A: Sí, esta era una de las cosas principales que quería explorar, esta idea de ‘autenticidad’, ‘naturaleza salvaje’ y ‘soledad’: una matriz que vemos en el trabajo de los trascendentalistas como Thoreau y aquellos inspirados por ellos. Esto también es central para el grupo sobre el que hablo: el del ‘Hombre de Montaña’ – el hombre barbudo viviendo solo en su cabaña con sus pieles y sus rifles. Que es a la vez el tipo de individualismo tosco que es central en la psique Americana [estadounidense], y que se transfiere al Reino Unido (como imagino también se transfiere a otros lugares que consumen muchísima cultura Americana).

Quería sugerir que este individualismo siempre es construido y falso. Una visión ecológica ve que nuestra sobrevivencia siempre está conectada a otros: otras personas, otros seres no humanos, nuestro medio ambiente (ya sea la tundra o la ciudad). La queja original de Erin es que, muy frecuentemente, en la literatura occidental canónica, los hombres que van a la naturaleza salvaje buscan ‘solitud’, pero cuando una mujer busca lo mismo, esto se interpreta de manera distinta: como una soledad, algo que les está pasando a ellas más que algo que ellas están buscando o eligiendo. Pero hacia el final del libro, Erin está empezando a sentir que no existe tal ‘solitud’, pues estamos siempre tan enredados con el mundo que incluso al escribir o documentar nuestras experiencias se presume la existencia de una audiencia, una conexión a la sociedad y a otras personas, tal como lo hacía la escritura de Thoreau.

R: Hay una reflexión hermosa hacia el final del libro sobre cómo todos estamos interconectados. Volviendo al concepto de metempsicosis, si tuvieras que construir un mapa conceptual de metempsicosis para Abi Andrews, ¿qué incluirías?

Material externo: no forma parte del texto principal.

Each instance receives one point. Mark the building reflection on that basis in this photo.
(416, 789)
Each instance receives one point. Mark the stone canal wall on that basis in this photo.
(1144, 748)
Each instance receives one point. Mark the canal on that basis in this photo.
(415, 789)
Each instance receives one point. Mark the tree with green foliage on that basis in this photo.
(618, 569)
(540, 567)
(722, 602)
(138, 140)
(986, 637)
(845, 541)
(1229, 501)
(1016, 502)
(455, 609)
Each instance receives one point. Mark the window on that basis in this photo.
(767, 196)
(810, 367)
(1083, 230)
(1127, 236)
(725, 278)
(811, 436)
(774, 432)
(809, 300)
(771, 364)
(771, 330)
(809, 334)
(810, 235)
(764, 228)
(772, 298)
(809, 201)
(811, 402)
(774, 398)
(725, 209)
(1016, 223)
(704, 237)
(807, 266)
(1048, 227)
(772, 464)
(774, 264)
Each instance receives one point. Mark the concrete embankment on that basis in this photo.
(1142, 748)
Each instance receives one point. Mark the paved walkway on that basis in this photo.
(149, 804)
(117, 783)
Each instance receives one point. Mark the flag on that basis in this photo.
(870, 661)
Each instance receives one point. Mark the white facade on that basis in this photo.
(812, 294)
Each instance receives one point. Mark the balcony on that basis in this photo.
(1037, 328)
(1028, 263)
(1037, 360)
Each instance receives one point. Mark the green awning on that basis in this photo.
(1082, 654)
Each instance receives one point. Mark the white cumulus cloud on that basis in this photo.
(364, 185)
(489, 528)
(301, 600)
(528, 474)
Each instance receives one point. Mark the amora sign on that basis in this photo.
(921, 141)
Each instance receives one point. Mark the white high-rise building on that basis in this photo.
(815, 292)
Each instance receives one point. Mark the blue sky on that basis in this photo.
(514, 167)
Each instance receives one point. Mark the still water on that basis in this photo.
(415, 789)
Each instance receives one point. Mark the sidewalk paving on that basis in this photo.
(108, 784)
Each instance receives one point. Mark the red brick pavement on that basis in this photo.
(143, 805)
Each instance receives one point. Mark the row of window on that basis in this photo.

Leí algunas entrevistas en las que hablas de tu afecto y admiración por Rachel Carson y Ursula K. Le Guin, por ejemplo. ¿Hay otras influencias, no necesariamente literarias, que marcan tu trabajo y te hacen apasionarte por vivir y escribir? ¿Estás viendo o leyendo algo por estos días que recomiendes?

A: ¡Oh, hay muchísimas influencias, de seguro! Pienso mucho sobre la insistencia de Sarah Ahmed en que ‘citar es memoria feminista’. Pienso que toda escritura es una cita extendida y me encanta la idea de ‘libros fantasmas’, aquello que Maggie Nelson llama ‘los textos que rondan’ otros textos. Estos son los textos en los que Nelson ‘se apoya’, incluyendo las referencias a ellos en su trabajo ya sea de manera explícita o indicando gratitud hacia alguna idea. Ella usa esto para ilustrar que cada individuo nacido en una cultura está inextricablemente tejido en ella. Las ideas viven a través del tiempo y van transmutando según el contexto. Ningún hombre es una isla. Para mí esta es una admisión muy ‘femenina’ y feminista sobre la escritura. En este sentido, escribir en sí mismo es una conversación constante y enredada, una suerte de canción de iteraciones y reciprocidad.

Intento mostrar mis influencias abiertamente en el libro, lo cual es la razón por la que incluyo todos los títulos directamente referenciados como ‘influencias’ para Erin, y estos están listados al final del libro en los agradecimientos. Esto tiene que ver con el tipo de escritura contra la cual estaba escribiendo: la de Thoreau y todos sus solitarios trascendentalistas. 

Creo que escribir es una de las maneras más hermosas de mostrar nuestra interconexión, e intento que mi escritura levante esto en cada etapa, de realmente insistir en esto en la misma forma del texto. Para mí esto es importante para el tipo de mundo en el que nos encontramos hoy, uno en donde necesitamos un cambio en nuestra ética y en nuestras visiones de mundo para poder ver e integrar esta interconectividad para nuestra sobrevivencia. Escribir puede ayudarnos a construir esta nueva solidaridad, entre nosotros, pero también con el mundo no humano. Este año ha sido más sobre practicar esto para mí, o intentar practicarlo, mientras pienso en las formas en que esto funciona o falla, las luchas y los triunfos que hay en ello. Así que he estado viviendo y trabajando como cuidadora de vida salvaje en una zona rural de Australia. Ha sido bastante monumental para mí, vivir tan cerca con más-que-humanos, pensando sobre lo que Donna Haraway llama ‘kin-making’ [creación de parentesco] con criaturas que son muy poco familiares para mí. Ahora estoy comenzando a pensar sobre cómo escribir sobre esto.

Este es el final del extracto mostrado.